Un cadre légal méconnu, des enjeux majeurs pour les mineurs
Saviez-vous que l’isolement et la contention ne peuvent être appliqués qu’en cas d’hospitalisation sans consentement ? Pourtant, ces mesures, souvent perçues comme des outils de gestion des crises, restent mal comprises – surtout lorsqu’il s’agit de patients mineurs.
Un avis du CGPL (Contrôleur général des lieux de privation de liberté) daté du 6 octobre 2025 a révélé une réalité alarmante : les plus vulnérables sont aussi les moins protégés. Les professionnels de santé, confrontés à un cadre légal complexe, peinent à appliquer correctement ces règles, exposant ainsi les patients – et eux-mêmes – à des risques juridiques et éthiques.
Que dit la loi ? Deux principes clés à retenir
L’article L3222-5-1 du Code de la santé publique est formel :
« L’isolement et la contention sont des pratiques de dernier recours, réservées aux patients en hospitalisation complète sans consentement. »
Cela signifie que :
- Seuls les patients hospitalisés en psychiatrie peuvent être concernés.
- L’hospitalisation doit être sans consentement (ni celui du patient, ni celui de ses représentants légaux).
Attention : Ces règles s’appliquent aussi bien aux adultes qu’aux enfants.
Le cas des mineurs : une protection renforcée, mais souvent ignorée
Pour un mineur, l’hospitalisation est toujours considérée comme « libre », sauf exception (hospitalisation à la demande du représentant de l’État). Pourquoi ? Parce que le consentement est donné par les titulaires de l’autorité parentale, et non par le mineur lui-même (article L1111-2 du Code de la santé publique).

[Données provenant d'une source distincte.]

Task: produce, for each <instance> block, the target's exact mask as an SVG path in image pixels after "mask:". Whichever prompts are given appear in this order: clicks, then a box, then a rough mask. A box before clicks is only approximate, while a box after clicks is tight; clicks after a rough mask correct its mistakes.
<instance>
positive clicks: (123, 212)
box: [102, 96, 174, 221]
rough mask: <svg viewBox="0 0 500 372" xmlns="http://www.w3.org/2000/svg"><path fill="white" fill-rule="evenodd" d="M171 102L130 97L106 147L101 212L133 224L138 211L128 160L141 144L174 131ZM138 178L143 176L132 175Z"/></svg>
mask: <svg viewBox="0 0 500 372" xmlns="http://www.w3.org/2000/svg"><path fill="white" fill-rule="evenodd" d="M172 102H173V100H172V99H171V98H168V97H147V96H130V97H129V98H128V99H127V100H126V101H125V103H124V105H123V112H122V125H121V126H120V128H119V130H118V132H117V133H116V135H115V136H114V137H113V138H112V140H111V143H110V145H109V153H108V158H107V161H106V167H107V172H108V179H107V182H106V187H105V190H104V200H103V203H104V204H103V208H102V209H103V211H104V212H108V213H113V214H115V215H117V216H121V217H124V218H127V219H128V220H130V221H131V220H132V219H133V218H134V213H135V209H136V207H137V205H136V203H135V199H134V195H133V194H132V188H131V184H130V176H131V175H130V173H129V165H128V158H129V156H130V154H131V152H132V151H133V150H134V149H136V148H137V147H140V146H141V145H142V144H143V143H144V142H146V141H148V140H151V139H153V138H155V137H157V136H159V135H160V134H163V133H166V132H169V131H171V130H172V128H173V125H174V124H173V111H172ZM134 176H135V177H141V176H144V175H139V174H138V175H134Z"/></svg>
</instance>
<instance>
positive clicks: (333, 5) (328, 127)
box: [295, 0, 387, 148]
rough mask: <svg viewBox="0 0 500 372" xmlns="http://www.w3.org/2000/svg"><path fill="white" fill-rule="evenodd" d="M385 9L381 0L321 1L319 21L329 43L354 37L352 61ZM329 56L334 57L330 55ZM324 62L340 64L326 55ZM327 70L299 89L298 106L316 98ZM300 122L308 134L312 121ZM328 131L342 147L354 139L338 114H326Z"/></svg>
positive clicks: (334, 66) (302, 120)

Conséquence directe : ❌ Ni l’isolement ni la contention ne peuvent être appliqués à un mineur en hospitalisation libre.
Pourtant, de nombreux professionnels l’ignorent, croyant à tort qu’une prescription médicale suffit à justifier ces mesures. Une erreur qui peut coûter cher, tant sur le plan juridique qu’humain.

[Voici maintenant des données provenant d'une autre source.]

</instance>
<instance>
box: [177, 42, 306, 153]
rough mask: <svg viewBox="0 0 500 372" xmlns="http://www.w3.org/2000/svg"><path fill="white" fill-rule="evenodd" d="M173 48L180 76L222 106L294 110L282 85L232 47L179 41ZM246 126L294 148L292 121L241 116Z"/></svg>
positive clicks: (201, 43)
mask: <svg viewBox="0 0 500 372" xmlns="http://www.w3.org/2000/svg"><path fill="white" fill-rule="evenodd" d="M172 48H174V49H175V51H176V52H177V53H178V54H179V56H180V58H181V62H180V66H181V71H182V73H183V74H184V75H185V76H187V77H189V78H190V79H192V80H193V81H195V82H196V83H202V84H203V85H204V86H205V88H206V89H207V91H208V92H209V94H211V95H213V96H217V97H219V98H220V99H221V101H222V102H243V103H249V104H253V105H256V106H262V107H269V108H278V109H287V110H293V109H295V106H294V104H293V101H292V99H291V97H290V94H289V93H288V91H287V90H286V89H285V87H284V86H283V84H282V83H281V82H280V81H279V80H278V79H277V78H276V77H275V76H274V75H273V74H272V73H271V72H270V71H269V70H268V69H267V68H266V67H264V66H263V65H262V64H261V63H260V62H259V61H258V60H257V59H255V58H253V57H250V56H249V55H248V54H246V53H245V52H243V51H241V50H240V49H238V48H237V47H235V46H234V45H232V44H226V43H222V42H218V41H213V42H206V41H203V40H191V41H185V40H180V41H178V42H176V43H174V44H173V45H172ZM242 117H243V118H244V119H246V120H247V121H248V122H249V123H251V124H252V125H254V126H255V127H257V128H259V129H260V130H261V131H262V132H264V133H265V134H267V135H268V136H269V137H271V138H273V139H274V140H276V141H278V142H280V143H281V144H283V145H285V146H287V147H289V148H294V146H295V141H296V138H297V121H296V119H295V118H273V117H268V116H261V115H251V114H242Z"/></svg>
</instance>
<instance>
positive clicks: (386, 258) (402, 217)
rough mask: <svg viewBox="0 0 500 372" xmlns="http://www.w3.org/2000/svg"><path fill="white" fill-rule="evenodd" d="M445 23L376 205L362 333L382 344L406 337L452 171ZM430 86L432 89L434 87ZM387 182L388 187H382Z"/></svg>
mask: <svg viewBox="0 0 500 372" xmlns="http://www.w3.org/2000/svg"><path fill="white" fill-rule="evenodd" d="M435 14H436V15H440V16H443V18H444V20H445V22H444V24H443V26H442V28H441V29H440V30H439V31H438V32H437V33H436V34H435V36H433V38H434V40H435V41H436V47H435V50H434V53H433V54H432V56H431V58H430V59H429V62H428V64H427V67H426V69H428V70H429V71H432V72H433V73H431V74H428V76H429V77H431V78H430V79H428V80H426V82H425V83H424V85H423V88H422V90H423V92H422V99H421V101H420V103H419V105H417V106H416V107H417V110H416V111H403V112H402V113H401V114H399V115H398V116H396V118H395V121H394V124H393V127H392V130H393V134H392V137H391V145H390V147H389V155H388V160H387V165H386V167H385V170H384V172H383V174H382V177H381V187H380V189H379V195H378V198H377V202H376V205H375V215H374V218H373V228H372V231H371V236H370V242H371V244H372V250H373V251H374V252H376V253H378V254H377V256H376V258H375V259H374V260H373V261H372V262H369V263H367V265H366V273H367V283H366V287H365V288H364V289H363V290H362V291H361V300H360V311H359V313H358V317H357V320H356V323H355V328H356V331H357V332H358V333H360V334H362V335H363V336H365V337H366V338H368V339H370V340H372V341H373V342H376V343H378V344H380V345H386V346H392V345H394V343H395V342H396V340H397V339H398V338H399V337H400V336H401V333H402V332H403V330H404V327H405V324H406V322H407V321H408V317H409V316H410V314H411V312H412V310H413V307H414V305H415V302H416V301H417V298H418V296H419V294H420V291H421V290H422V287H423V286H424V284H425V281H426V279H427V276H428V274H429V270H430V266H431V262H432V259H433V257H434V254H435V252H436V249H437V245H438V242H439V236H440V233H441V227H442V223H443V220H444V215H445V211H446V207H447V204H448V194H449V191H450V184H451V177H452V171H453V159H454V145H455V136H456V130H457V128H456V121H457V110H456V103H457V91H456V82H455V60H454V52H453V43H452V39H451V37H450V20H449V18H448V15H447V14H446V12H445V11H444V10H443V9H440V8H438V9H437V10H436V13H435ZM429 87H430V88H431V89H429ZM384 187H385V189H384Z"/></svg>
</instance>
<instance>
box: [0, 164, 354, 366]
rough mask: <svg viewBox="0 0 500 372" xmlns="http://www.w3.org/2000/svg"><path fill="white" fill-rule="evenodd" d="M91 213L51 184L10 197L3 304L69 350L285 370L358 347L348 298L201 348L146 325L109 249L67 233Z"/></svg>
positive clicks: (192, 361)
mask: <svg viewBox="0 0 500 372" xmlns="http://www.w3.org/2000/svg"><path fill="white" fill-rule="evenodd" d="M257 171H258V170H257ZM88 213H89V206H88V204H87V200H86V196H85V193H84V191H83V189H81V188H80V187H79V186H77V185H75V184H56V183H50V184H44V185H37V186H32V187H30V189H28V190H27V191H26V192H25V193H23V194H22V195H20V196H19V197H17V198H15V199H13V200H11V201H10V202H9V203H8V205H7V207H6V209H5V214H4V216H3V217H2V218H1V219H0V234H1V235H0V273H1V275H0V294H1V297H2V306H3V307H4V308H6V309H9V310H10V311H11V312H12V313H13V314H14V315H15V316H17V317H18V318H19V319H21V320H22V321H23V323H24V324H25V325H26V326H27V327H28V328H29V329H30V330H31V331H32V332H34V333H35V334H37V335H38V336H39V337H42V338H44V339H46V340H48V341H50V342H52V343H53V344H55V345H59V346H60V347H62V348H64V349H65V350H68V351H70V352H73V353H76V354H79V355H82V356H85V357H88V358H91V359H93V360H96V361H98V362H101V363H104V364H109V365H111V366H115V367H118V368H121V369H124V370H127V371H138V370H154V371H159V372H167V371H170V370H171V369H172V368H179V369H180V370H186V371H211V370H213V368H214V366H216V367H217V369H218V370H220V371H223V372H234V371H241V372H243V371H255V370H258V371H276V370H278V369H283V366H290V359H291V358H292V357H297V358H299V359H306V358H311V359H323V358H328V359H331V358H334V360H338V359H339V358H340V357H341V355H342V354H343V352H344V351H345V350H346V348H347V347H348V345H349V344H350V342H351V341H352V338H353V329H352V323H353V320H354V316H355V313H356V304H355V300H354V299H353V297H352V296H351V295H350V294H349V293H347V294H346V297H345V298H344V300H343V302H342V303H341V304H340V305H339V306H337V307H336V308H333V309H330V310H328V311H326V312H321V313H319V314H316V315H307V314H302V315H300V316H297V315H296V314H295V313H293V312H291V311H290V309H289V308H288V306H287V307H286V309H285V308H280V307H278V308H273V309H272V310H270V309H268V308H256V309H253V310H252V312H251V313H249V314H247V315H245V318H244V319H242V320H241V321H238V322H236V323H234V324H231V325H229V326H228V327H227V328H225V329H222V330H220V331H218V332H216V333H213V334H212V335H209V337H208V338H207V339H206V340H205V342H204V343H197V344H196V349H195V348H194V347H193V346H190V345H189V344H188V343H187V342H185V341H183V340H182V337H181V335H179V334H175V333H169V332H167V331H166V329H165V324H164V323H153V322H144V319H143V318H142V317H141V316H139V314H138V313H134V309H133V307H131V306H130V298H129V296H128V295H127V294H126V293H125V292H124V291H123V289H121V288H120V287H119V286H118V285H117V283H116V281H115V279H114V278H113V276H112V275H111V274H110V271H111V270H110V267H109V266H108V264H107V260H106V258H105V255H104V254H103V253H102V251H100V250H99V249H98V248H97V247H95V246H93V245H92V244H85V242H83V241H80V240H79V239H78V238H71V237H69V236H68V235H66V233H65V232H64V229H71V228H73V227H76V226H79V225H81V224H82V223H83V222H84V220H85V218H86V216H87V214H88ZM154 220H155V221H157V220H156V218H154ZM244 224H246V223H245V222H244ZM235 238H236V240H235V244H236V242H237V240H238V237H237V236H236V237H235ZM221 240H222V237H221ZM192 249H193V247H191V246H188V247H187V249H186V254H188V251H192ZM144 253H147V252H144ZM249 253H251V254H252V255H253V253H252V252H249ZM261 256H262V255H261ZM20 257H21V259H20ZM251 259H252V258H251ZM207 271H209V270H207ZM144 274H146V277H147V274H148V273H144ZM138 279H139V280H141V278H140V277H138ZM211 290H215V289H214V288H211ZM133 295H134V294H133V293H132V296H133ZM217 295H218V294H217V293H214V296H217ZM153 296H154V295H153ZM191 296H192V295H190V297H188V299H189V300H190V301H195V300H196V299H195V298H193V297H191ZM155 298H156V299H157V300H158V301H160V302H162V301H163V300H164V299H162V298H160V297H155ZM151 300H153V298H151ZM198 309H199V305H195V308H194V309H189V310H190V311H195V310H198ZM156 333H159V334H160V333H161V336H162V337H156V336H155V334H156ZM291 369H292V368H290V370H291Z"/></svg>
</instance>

Les dérives les plus fréquentes (et comment les éviter)
Le CGPL a identifié plusieurs pratiques à risque :
- L’utilisation de termes trompeurs : Parler de « prescription » au lieu de « décision », ou de « chambre de soins intensifs » pour désigner une chambre d’isolement.
- L’absence de contrôle judiciaire dans les cas d’hospitalisation libre ou somatique.

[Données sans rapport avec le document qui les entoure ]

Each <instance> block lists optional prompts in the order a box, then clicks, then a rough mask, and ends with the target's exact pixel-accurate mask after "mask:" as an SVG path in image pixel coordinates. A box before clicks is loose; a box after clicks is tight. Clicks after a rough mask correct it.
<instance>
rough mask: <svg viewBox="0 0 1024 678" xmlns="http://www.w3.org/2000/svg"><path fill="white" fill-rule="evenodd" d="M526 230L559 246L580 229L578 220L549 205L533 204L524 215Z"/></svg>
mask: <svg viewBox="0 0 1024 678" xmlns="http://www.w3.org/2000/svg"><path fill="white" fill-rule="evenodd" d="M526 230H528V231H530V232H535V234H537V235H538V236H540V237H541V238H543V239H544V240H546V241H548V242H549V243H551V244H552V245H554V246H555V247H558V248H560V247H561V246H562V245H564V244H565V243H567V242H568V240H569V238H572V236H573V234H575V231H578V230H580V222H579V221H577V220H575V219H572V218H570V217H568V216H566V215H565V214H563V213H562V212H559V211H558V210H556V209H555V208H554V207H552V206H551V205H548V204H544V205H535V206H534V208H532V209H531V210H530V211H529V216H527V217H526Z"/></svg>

- Le recours à des protocoles internes non conformes à la loi.
Comment sécuriser vos pratiques ?
✅ Formez vos équipes aux règles encadrant l’isolement et la contention.
✅ Mettez en place une veille juridique pour rester à jour.
✅ Auditez régulièrement vos protocoles pour vérifier leur conformité.
Un vide juridique qui expose patients et soignants
Le problème ? Le juge n’intervient que dans les cas d’hospitalisation sous contrainte. Or, les dérives ont lieu principalement dans d’autres contextes :
- Hospitalisation somatique
- Hospitalisation libre en psychiatrie
- Hospitalisation des mineurs
Résultat : ni le juge ni le CGPL ne contrôlent ces situations, laissant les professionnels sans repères clairs.